How MTI bagged one of 'the biggest deals in its history' with Southern Water
The project will be the biggest end-to-end utilities project the MSP has thus far undertaken, according to sales and marketing chief Angelo Di Ventura
MTI Technology has won a five-year contract valued at £15m with Southern Water as part of the latter's transformation programme.
The Godalming-based MSP will provide the authority with managed services around datacentre modernisation, data protection and enhanced cybersecurity.
A key part of the transformation programme will see MTI transition the water authority from a fully third-party managed datacentre to a self-managed software-defined datacentre.
Southern Water is among the largest water authorities in England, servicing Hampshire, the Isle of Wight, East Sussex, West Sussex and Kent.
MTI will design and built two modern datacentres in collocated facilities, which will include the provision of an interconnected dual-fibre network, internet services and on-site services.
A new hyper-converged compute, storage and network architecture will provide Southern Water with a flexible IT platform for efficient and effective service delivery, including the capability to manage private and public cloud infrastructure in the future.
The MSP will also be providing security services as part of the transformation programme.
CRN caught up with Angelo Di Ventura, MTI's chief sales & marketing officer, to find out the ins and outs of how it secured one of the biggest deals in the company's history.
What was the bidding process like?
It was tough and long! This deal has been around the year in the making. I can't name who we were up against but there were two other significant bidders certainly at the shortlisted stage, and they were bidding with alternative technologies to our technology.
We were closely aligned with Dell EMC and VMware, particularly in the datacentre modernisation offering.

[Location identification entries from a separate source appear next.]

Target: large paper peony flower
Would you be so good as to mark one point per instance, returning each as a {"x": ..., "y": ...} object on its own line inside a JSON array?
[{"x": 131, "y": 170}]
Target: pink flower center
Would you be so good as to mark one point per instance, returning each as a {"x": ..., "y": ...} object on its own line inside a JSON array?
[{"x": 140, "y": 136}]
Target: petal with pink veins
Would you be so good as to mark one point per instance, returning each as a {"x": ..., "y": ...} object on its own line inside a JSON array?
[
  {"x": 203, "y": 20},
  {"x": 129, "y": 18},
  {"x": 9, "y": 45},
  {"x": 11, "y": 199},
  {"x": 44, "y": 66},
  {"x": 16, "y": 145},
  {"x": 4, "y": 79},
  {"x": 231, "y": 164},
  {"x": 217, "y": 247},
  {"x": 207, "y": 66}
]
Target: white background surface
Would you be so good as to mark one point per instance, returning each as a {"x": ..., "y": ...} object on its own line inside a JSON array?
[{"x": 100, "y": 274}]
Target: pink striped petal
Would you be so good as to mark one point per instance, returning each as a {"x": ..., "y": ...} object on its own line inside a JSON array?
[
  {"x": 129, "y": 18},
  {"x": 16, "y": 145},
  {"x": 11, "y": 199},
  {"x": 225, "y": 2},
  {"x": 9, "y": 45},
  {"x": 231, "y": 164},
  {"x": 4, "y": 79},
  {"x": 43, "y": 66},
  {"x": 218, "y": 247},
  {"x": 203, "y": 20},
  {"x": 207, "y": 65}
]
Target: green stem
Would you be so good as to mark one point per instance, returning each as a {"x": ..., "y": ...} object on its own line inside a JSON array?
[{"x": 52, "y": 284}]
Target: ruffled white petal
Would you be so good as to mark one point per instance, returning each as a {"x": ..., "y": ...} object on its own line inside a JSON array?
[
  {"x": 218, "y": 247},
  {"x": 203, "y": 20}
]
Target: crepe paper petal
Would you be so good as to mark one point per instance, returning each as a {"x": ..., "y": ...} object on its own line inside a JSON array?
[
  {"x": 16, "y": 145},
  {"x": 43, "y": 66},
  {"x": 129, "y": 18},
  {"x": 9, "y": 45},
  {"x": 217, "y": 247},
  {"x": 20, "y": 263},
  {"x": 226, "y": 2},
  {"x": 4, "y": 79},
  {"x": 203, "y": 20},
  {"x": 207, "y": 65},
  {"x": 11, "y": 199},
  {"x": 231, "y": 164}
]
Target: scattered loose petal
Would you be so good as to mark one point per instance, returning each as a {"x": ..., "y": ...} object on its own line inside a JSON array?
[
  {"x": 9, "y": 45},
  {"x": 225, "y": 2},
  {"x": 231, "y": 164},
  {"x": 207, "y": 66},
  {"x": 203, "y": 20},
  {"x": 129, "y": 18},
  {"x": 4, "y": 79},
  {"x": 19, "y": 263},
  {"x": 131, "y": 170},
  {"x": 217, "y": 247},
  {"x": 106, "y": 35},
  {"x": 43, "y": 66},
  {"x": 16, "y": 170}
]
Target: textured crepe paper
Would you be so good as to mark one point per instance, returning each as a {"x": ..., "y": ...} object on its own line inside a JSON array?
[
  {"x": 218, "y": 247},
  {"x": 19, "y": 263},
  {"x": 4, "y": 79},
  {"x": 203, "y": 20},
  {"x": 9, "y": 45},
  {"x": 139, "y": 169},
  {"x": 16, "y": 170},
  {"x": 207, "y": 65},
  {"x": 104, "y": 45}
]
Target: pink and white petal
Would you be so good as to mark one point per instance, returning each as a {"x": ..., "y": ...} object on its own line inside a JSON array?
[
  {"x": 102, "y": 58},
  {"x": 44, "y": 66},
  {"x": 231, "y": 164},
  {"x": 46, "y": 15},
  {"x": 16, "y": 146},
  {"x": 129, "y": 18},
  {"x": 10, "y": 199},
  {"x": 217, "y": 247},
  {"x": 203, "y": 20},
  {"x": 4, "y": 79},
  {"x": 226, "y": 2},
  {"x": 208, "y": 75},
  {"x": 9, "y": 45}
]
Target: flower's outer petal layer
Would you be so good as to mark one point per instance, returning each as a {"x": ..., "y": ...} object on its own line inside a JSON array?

There were alternative technologies being proposed but this was absolutely the right fit and the right solution for the customer.
What snagged the win for MTI, in your opinion?
We worked very closely pre-bid, during the bid and now after the successful bid and we absolutely understood what the customer wanted to achieve, the long-term outcomes it was trying to deliver and how this project shifted into the longer-term IT strategy and how that supported the aims of the business.
The customer recognised that we truly understood what they were trying to achieve and they drew confidence from that.
What attracted you to this bid?
Our business is focused on digital transformation. The catalyst for that is having agile IT to run their business applications; we help organisations navigate that complex journey from legacy to the modern datacentre.
The bit that's unique for us is the skills we have around security and cybersecurity, which is a big part of our business.
One of the headaches for customers, as they're going on that journey, is making sure that as their data moves from legacy to modern workplace - whether it's on-premise, in the cloud or both - the data is secure. We can give customers confidence that that will be the case.
So the thing that attracted us to this bid is that the elements of what the customer was trying to achieve, absolutely fit in the sweet spot of our core competence.
Is this MTI's first time working with a water authority and, if so, how did you have to switch up your approach to the bid?
It's not the first time we've worked with a water authority - we are a supplier to other utilities companies - but it is the first time we've embarked on an end-to end-project of this size within a utilities organisation.
In terms of change, we didn't really need to do anything; we've spent the last three years investing in technical capability, new systems, services and processes to be able to deliver this exact type of outcome for a customer.
It certainly puts MTI on the map, in terms of what we do and what we're capable of.